THE man paused and poured himself another drink. "Well, I seen it all then—how with me out of the way, they'd have all my dust, an' the claim to boot. That hold-up an' murder was shore a good break fer them. It give 'em the chanct they'd been waitin' fer. An' with my own wife testifyin' agin me, I wouldn't have a show. But then I happened to remember that I'd heard there was somethin' in the law about not lettin' a man's wife testify agin him in court, an' I told Bony so. He looked at me kind of funny. 'Git this, you damn fool,' he says. 'Don't you see that there wouldn't be no testifyin', because there wouldn't never be no trial! Buck McGrath wants you out of the way—fer keeps. He wants yer dust, an' he wants Effie. It wouldn't do him no good to jail you—he'll come out here an' kill you. That's what he'll do, an' then between 'em they'll claim it was self-defense—that you was heeled, an' was resistin' arrest.'

"I was cool as hell, by that time, an' I goes over an' takes down the six-gun an' feeds her some shells. 'There won't only be one hitch in that program,' I says, 'an' that is it's goin' to be Buck McGrath they bury, instead of me.'

"Bony, he bangs his fist on the table an' calls me all the damn fools he kin lay his tongue to. 'You can't do that! They'll bury you both, if you do. He's a U.S. deputy marshal in discharge of his duty—an' they'll hang you higher'n hell if you kill him! They won't give you no breaks at all. Yer in wrong from the start—with that warrant agin' you!'

"I asks him why in hell Fogarty didn't serve the warrant himself, instead of deputizin' that damn Buck McGrath? Bony laughs. 'Fogarty's kind of old an' fat, an' easy to hit with a six-gun—an' he knows it. He ain't huntin' no chances to shoot it out with no murderers. Believe me, he jumped at the chanct of deputizin' Buck fer the job. Fogarty's no damn fool.

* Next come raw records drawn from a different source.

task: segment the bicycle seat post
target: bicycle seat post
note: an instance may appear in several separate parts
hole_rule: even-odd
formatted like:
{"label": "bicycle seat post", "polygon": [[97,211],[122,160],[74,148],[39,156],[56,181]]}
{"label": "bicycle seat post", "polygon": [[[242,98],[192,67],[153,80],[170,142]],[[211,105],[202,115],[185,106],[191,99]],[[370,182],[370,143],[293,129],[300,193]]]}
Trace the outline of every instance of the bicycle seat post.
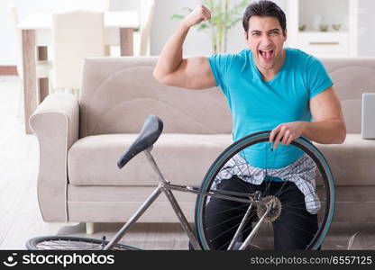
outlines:
{"label": "bicycle seat post", "polygon": [[151,150],[152,150],[152,147],[145,149],[143,151],[143,153],[146,155],[147,160],[150,162],[150,164],[151,165],[151,167],[153,169],[153,171],[155,172],[159,182],[160,182],[161,184],[169,184],[169,182],[165,180],[163,175],[161,174],[158,165],[155,162],[155,159],[153,158],[152,155],[151,155]]}

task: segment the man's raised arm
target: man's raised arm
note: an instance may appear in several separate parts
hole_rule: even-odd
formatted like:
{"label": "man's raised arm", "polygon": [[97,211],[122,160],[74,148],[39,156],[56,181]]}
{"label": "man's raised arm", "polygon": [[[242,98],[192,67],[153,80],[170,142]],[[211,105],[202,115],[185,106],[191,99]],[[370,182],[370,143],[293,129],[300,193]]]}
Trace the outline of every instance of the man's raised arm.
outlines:
{"label": "man's raised arm", "polygon": [[216,86],[207,58],[182,58],[182,46],[189,29],[210,18],[211,12],[201,4],[182,20],[176,32],[161,50],[153,71],[155,79],[164,85],[190,89]]}

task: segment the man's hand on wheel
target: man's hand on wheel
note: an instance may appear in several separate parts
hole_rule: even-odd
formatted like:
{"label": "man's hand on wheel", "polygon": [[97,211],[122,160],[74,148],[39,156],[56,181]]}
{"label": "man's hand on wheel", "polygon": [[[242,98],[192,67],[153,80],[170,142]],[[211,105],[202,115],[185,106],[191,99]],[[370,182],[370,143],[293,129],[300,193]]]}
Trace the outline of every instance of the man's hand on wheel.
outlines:
{"label": "man's hand on wheel", "polygon": [[211,11],[204,4],[197,6],[188,16],[186,16],[181,23],[186,27],[192,27],[204,21],[211,19]]}
{"label": "man's hand on wheel", "polygon": [[270,134],[270,141],[273,141],[273,148],[278,148],[279,142],[288,145],[293,140],[302,135],[305,129],[304,122],[291,122],[281,123],[272,130]]}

He's lived quite a while, by not shootin' it out with folks—an' he's willin' to live longer.'

"'What the hell'll I do?' I says. 'Stay here an' let 'em knock me off?'

"'No,' says Bony, 'you throw a stampedin' pack together an' hit out right now! Hit fer the Yukon line. Keep on upriver, an' keep goin' on an' on till you cross the divide into the valley of the White River. Then hunt up Halfaday Crick an' go to Cushing's Fort, an' tell Black John Smith an' Old Cush that Left Handed John Smith says hello, an' he's alive an' kickin'—an' if you ever git over into the Tanana country to stop into the saloon at Starbuck, an' he'll buy a drink.'"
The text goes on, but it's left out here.